Идет дождь. Шумит в искалеченных соснах. Мы лежим на опушке. Нас горсточка, семь или восемь человек. Но и в других местах — другие такие же группы. Это не прорыв из блокады. На прорыв мы уже ходили. Дважды. Не прорвались. Три дня нас молотили, что снопы цепами. Минами. Бомбами. Разнесли в щепу весь лес — последнее наше пристанище после перехода через Астаховские болота. Мы намеревались оторваться от них после недельного боя. Но у карателей тоже головы на плечах. Они разгадали наш маневр. Три дня полного окружения, полной блокады. Нечего есть. Нет патронов. Растаяла бригада. Эсэсовцам известны наши силы и возможности, и завтра они, наверное, прочешут лес с автоматами. Ждать нельзя. Единственный выход: спасайся кто как может! Нет, это не стихия. Это тактика, наша, партизанская. В самой чаще выкопали скрытую землянку, спрятали тех раненых, кто не может идти. Замаскировали. Не обнаружат собаки — кто-нибудь останется в живых. Вернемся, заберем, вылечим. Все остальные разбились на такие вот группки. Есть, кажется, даже по два человека. Без командирских приказов. Каждый выбрал, с кем ему идти и в какую сторону. Пойдет двадцать или тридцать групп. Кто-то наскочит на заставу карателей. Начнет неравный бой. Кто-то погибнет, Но под этот шум кто-то же и прорвется.

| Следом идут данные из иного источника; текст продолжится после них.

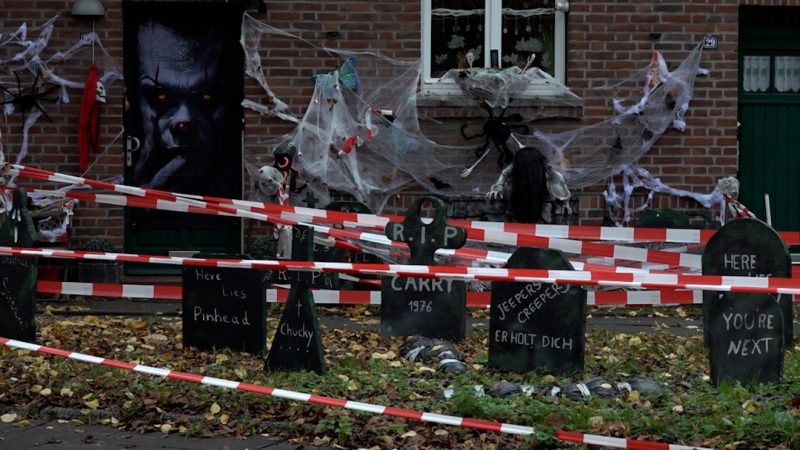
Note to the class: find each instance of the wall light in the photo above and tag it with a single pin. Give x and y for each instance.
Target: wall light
(88, 8)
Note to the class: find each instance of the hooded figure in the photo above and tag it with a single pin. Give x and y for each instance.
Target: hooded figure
(536, 192)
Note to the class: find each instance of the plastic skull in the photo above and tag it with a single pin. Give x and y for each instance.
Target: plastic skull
(100, 92)
(269, 180)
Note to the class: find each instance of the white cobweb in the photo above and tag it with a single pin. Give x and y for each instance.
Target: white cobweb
(28, 66)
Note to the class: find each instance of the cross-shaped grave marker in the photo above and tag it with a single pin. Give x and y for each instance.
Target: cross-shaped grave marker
(435, 307)
(297, 344)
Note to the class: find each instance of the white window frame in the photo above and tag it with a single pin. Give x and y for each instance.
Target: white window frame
(492, 40)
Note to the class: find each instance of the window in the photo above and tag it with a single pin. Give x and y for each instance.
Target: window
(516, 29)
(778, 74)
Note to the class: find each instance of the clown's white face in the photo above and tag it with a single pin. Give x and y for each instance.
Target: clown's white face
(269, 180)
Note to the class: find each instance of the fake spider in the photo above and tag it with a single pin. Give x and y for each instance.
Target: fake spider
(30, 99)
(497, 130)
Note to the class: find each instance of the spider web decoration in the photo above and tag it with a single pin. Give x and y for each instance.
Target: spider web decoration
(30, 76)
(27, 75)
(345, 144)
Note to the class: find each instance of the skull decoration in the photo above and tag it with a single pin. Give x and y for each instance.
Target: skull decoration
(100, 92)
(269, 180)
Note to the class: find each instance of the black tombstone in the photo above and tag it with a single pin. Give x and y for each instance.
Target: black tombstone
(18, 275)
(746, 332)
(224, 308)
(297, 344)
(537, 326)
(431, 307)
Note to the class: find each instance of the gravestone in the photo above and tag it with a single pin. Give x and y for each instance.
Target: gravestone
(224, 308)
(431, 307)
(18, 275)
(355, 257)
(537, 326)
(746, 332)
(297, 344)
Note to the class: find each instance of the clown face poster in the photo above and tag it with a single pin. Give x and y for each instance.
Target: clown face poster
(184, 83)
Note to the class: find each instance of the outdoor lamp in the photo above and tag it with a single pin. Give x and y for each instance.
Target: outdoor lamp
(88, 8)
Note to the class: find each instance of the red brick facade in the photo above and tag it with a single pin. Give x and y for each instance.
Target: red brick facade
(606, 41)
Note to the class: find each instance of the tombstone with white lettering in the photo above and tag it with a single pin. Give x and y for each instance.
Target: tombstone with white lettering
(746, 332)
(356, 257)
(297, 344)
(537, 326)
(18, 275)
(431, 307)
(224, 308)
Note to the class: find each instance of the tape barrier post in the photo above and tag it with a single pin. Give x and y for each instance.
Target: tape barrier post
(463, 422)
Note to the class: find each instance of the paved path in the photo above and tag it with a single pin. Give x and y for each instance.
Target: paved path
(51, 435)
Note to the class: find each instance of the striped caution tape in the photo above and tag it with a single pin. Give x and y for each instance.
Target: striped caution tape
(426, 273)
(378, 222)
(463, 422)
(616, 252)
(351, 297)
(665, 297)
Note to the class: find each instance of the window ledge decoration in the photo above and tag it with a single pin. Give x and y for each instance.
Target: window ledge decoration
(497, 88)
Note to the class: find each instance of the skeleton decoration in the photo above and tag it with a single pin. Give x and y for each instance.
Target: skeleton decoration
(270, 184)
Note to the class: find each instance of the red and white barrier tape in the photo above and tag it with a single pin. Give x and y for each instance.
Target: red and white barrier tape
(160, 292)
(624, 280)
(478, 424)
(378, 222)
(617, 252)
(348, 297)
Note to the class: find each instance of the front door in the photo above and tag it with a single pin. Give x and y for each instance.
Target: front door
(184, 83)
(769, 113)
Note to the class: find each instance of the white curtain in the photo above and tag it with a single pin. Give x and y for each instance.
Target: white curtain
(756, 73)
(787, 73)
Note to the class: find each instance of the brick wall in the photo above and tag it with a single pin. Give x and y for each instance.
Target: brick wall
(607, 40)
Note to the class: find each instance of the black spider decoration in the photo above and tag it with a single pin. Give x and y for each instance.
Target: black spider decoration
(497, 130)
(26, 101)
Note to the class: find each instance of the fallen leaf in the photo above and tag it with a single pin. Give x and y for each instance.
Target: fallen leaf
(92, 404)
(388, 355)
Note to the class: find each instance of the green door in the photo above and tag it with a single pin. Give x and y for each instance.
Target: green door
(769, 113)
(184, 83)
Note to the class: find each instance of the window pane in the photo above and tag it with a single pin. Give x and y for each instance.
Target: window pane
(787, 73)
(755, 77)
(529, 28)
(457, 28)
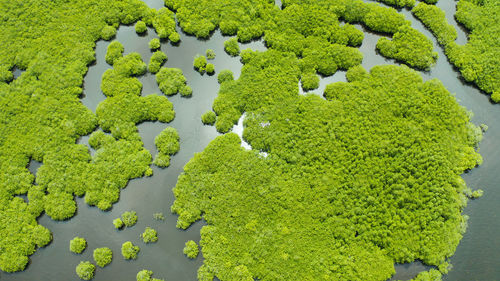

Верю: большинство прорвется. И бригада будет жить! Как вовремя пошел дождь. Боже, если б я верил в тебя, возблагодарил бы тогда (да и теперь) за твою милость. Тот майский дождь — сколько спас он добрых людей! — приглушил шум шагов, смыл следы…
Притупилась боль от раны в плече и самая жгучая боль — в сердце, боль и горечь поражения, разгрома. Что было — не переделаешь. И мертвых не вернешь. Надо думать о живых. Нет, сегодня каждый сам себе командир. Я верю в людей, в их хитрость и ловкость. Выйдут! Многие выйдут. И соберутся в условленном месте! Выйти бы только мне. В конце концов это не имеет большого значения. Кто-то же выйдет. Комиссар. Будыка, Косач, Катков… И соберет отряды, бригаду. Я могу лежать спокойно. Moг бы, если б не эта женщина, не этот полуторагодовалый больной ребенок… Проклинаю свою слабость: сколько раз собирался устроить их в безопасном месте, да так и не выполнил своего намерения. Надя убеждала, что для нее и Виты самое безопасное место при штабе бригады, при мне. О, женская привязанность!
Перед наступлением карателей я отдал приказ: женщин, детей, больных расселить в деревнях, растворить среди населения. Кто не выполнил приказа? Надя пришла на болото с группой Будыки. Тихо. Только дождь шелестит в молодой листве кустарника. Неужто ни одна группа еще не двинулась? И вдруг просыпается ребенок. Кричит. Кричит на всю опушку. Голодный, больной. Мать качает, уговаривает, прикрывает личико, чтоб заглушить крик. Мать в отчаянии.